Best design for multiple validation checking of data

  • Hi all,

    I'm new to SQL and have done some simple reports before. Now I want to do something to help with error checking in my company. For this we have a selection of different tables and the data needs to meet various validation rules else it is classed as an error.

    To deal with this I'm currently thinking of this approach:

    1. Create a view pulling all of the various data together from the multiple tables.

    2. Create an empty 'errors' data table.

    3. Create an Excel file with a button to call a Check for Errors Script

    Then in the the script:

    1. Clear the 'errors' data table

    2. Call multiple scripts, each of which uses the new view, applies the checks for that specific error and writes any erroring data into the 'errors' data table (along with a text string with the unique error code for filtering / sorting purposes).

    3. After calling all the scripts, the table can be refreshed in excel when when used with a pivot table can show the various errors, and let us drill down into all the data so we can fix them.

    Also.. Ideally, I'd like some way to write comments in an excel column for each entry and error code and be able to write that back into a comment table.

    Does this sound a ) doable, b) the right approach?

    I've very new to SQL, so want to make sure I approach it in the best way..

  • Sounds fine to me, we do something similar, only thing I feel strongly about is:

    thinking_machine (9/17/2015)


    1. Clear the 'errors' data table

    We don't do that. We have Create and Update date/time columns; it is helpful to see errors that are New. We also have a Status which allows a user to set "Won't fix" and those can be ignored on [future] reports. They are still there for statistical analysis, but to get the data clean the users want to know "What's new" and beyond that "What haven't we got around to fixing yet, but have not marked 'Won't Fix' "

    We have an IDENTITY column in every table (even if not required by the APP and/or not the Pkey / etc.). That means that we have a single, unique, INT identifier for any row in the database (given the table name as well).

    So our error table is:

    CreatedOn & UpdatedOn Date/Time

    Table name (you could use an ID for this to save space and normalise it)

    Linked ID - the ID of the record within that table. If you don't have a unique INT in every table then perhaps have an ID for those where you do, and a second VARCHAR(1000) column where you don't; you could concatenate the key fields using a "~" tilde delimiter (or something else that is unlikely to appear in the data)

    IsActive - if the error disappears we set this to 0, rather than deleting the row. If it reappears tomorrow we just set the Update Date, rather than creating a new row with today's date as the Create Date. YMMV.
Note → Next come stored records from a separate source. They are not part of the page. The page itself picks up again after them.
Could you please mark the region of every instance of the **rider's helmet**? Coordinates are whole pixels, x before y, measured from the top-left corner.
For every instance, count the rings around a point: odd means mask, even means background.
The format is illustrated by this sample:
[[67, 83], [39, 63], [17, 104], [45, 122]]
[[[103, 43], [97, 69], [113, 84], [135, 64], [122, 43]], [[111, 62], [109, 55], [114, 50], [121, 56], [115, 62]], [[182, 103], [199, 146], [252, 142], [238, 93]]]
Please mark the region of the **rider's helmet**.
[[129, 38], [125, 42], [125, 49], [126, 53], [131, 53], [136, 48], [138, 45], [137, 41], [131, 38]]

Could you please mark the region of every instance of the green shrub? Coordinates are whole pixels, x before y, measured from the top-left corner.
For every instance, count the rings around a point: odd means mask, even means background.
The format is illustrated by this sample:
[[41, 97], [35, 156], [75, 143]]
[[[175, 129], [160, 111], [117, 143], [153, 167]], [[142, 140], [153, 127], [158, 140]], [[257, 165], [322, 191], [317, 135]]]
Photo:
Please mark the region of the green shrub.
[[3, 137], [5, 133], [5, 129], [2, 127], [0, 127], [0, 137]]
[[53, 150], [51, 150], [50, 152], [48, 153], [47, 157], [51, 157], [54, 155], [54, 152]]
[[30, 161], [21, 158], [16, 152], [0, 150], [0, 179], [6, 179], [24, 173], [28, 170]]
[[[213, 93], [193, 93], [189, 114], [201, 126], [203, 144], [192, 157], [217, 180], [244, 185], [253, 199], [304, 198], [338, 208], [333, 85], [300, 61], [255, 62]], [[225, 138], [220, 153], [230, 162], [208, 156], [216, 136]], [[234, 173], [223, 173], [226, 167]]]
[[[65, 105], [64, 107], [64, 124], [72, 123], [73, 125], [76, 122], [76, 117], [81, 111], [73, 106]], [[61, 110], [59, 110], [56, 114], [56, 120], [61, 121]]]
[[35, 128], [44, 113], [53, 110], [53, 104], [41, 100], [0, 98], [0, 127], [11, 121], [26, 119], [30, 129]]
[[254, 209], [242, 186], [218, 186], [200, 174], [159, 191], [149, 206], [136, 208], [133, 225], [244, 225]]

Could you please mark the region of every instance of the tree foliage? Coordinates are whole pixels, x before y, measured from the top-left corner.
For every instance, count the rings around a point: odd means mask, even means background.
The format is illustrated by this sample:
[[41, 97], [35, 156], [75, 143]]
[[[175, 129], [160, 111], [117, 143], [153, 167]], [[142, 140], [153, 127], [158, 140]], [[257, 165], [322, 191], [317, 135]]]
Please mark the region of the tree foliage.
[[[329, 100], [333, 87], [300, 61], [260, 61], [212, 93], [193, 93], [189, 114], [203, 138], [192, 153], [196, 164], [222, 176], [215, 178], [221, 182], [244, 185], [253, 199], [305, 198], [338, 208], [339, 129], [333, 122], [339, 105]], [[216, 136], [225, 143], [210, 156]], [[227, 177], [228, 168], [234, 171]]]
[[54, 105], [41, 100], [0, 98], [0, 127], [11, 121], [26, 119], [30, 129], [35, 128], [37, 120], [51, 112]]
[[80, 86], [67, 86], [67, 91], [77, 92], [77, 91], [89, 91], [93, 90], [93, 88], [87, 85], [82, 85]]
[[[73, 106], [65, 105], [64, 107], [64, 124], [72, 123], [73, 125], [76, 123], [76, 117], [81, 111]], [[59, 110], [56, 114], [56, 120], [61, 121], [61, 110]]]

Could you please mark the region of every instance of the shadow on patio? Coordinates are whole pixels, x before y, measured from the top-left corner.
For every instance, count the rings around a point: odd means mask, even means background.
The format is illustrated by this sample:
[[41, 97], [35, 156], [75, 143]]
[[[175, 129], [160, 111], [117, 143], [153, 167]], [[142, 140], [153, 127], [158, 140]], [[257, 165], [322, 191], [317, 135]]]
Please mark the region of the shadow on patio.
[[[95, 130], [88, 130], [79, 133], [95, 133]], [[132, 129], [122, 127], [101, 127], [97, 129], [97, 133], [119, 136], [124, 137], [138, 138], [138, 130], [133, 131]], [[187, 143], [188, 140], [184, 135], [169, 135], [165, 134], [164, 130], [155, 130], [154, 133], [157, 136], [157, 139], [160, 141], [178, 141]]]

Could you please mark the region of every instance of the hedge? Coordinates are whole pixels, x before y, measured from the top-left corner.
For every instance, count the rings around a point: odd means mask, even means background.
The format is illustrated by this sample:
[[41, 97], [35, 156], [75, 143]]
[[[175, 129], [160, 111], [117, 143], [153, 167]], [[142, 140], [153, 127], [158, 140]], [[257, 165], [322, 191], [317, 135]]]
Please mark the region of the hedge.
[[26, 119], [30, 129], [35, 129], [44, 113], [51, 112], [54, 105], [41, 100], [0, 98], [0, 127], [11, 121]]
    Status - Allow various user assigned status codes. Initially set to "1" = New. Examples of things user might change to: Read/Seen, High/Low priority to fix, Won't fix, Bug (i.e. you need to improve the Rules to fix that one!!)

    ErrNo - for us this is a unique number within that table. But could be unique for the whole database.

    Text message - typically including the actual fault data (in the relevant column(s) )

    We collect all the duff data into a #ERRORS temporary table. It takes several passes of the actual table with various INSERT statements into #ERRORS. We may suppress some errors if there is already a "high level" error in #ERRORS

    Then we UpSert #ERRORS against the actual Errors Table - setting IsActive=1 where zero, updating the UpdatedOn date/time and so on. (And INSERTing any that are not found)

    We also update IsActive=0 for any error, for the current Table, which is NOT in #ERRORS [any more] (and WHERE the row in Errors Table is IsActive=1)

    In our APP on all the data entry screens etc (i.e. things that display a Record Card for a single record, rather than aggregate data reports and the like) we display any (what we call) Data Validation Errors at the top of the page - i.e. SELECT * FROM ErrorsTable WHERE TableName = 'CurrentTable' AND LinkedID = @IDofCurrentRecord - basically to make a nuisance of ourselves if the errors are not getting fixed 😎 , and also so that anyone looking at the data knows that it is not "safe" / "clean" (We do sometimes include that information on reports too, perhaps just "Validation errors = 999" on ay row wither errors, rather than the actual text)

    We find that generally senior management think that Data Validation is critical - they don't want to take decisions about the future of the company based on duff-data, but frequently the worker-bees are sloppy about cleaning stuff up. In particular where the data in our APP is imported, overnight, from something else - 'coz they have to fix the data in the other app, and then "tomorrow" it will be fixed in our APP. I would like to think that there are no data errors in our APP because insofar as we have business rules they are enforced at data entry; so for us this is much more about imported data. (We do have some in our own APP though - a date-abased event can become an issue after a Due Date passes, for example)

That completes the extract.